Cranberries guitarist Noel Hogan wrote the music for this song before Dolores O’Riordan joined the band. Originally, it had lyrics written by the group’s first singer, a bloke named Niall Quinn. When O’Riordan auditioned for the band, she had some ideas for the song, and after she was hired, she wrote her own set of lyrics, turning it into a song of regret based on a soldier she once fell in love with.

The emotional, girlie sound was a huge departure for the band, but wildly successful. The song got lots of airplay from radio stations looking for an alternative to rap or grunge, and MTV put the video in heavy rotation [So did VH1 where I saw it repeatedly during my first semester as a student on Long Island, N.Y. – CMM]. The Cranberries became one of the best-selling bands of the mid-’90s.

In a Songfacts interview with Dolores O’Riordan, she described this as “a love song.” In the lyric, she describes being mistreated by her love and seeing him with another girl, yet unable to break free because he lets their relationship linger. This hardly seems the stuff of dreams, but the feeling of first love is what O’Riordan keyed in on. It brought her back to a time of innocence.

The Cranberries recorded the first version of this song in 1990 at their manager’s studio in Limerick, Ireland. It was one of three songs included on a demo they distributed to local records stores, which found their way to various record companies. Island Records signed the band, which released their first EP, Uncertain, in 1991. “Linger” was not part of that EP, as they wanted to save the song for when they built a bigger fan base.

Sources: Wikipedia; Songfacts; YouTube

Clips & Pix: The Cranberries/Zombie

This is kind of crazy. Yesterday, I listened to Zombie by The Cranberries and thought I should take a closer look at this Irish alternative rock band for a post. Today, I’m finding myself writing this piece after the incredible news that lead vocalist Dolores O’Riordan suddenly passed away at age 46. I think her distinct way of singing and intense delivery make this song one of the most memorable tunes of the ’90s.

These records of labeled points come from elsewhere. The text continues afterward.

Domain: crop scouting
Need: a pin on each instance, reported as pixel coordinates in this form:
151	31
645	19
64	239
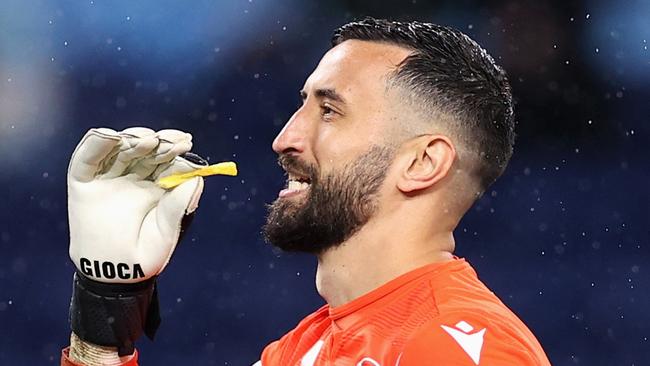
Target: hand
123	227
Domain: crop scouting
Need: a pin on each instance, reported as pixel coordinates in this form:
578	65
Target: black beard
337	205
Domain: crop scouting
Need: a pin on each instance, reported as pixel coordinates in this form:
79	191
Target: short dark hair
451	72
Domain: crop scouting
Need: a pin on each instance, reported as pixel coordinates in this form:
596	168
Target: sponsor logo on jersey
471	343
110	270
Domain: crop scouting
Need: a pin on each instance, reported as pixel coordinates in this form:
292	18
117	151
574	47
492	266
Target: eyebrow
326	93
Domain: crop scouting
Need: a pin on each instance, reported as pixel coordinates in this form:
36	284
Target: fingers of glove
88	158
136	143
161	227
179	165
171	144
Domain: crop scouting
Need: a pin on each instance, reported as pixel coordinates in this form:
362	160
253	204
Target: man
402	127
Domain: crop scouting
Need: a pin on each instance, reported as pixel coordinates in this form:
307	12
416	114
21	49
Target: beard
336	205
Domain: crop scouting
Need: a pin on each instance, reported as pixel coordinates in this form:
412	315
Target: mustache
293	164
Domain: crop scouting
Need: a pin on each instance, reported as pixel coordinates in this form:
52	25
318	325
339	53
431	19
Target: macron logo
470	343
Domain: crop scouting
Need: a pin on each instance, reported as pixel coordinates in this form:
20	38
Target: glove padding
123	227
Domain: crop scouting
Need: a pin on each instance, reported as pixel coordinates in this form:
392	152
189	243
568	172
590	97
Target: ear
429	160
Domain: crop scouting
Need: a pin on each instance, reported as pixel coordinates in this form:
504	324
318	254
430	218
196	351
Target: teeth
298	186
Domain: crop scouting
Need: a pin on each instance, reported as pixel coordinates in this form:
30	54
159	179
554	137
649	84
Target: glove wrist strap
114	315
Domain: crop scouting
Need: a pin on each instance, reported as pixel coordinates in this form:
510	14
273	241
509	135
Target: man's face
334	149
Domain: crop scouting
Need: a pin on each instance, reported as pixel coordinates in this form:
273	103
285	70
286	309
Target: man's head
393	112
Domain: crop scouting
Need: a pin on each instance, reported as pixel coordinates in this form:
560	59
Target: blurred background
563	238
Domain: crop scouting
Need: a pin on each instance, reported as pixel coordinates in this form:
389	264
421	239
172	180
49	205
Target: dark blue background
562	238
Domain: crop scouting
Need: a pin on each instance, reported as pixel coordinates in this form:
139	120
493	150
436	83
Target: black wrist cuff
114	315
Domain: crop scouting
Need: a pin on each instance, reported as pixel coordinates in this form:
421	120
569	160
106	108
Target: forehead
356	68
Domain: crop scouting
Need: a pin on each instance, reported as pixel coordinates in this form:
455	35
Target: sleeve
66	361
466	341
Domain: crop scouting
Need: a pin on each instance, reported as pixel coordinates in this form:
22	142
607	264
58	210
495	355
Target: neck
379	252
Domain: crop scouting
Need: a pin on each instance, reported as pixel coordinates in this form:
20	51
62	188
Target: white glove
123	227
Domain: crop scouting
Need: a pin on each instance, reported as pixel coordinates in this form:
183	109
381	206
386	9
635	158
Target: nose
292	138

According to Rolling Stone, O’Riordan had been in London for a short recording session. The cause of her death hasn’t been revealed. Apparently, she struggled with some health issues that forced the band to cancel shows last year. The Rolling Stone story also noted a diagnosis with bipolar disease in 2014.

Zombie was the lead single to The Cranberries’ second studio album No Need To Argue, which appeared in October 1994. Written by O’Riordan in 1993 to commemorate two children who were killed during an IRA bombing in England earlier that year, Zombie was the band’s biggest hit. It reached no. 1 in Australia, France, Germany and various other countries. In their native Ireland, it peaked at no. 3, while in the UK, it climbed to no. 14. In the U.S., the tune didn’t make the Billboard Hot 100, though it entered various other Billboard charts, most notably Alternative Songs, which it topped.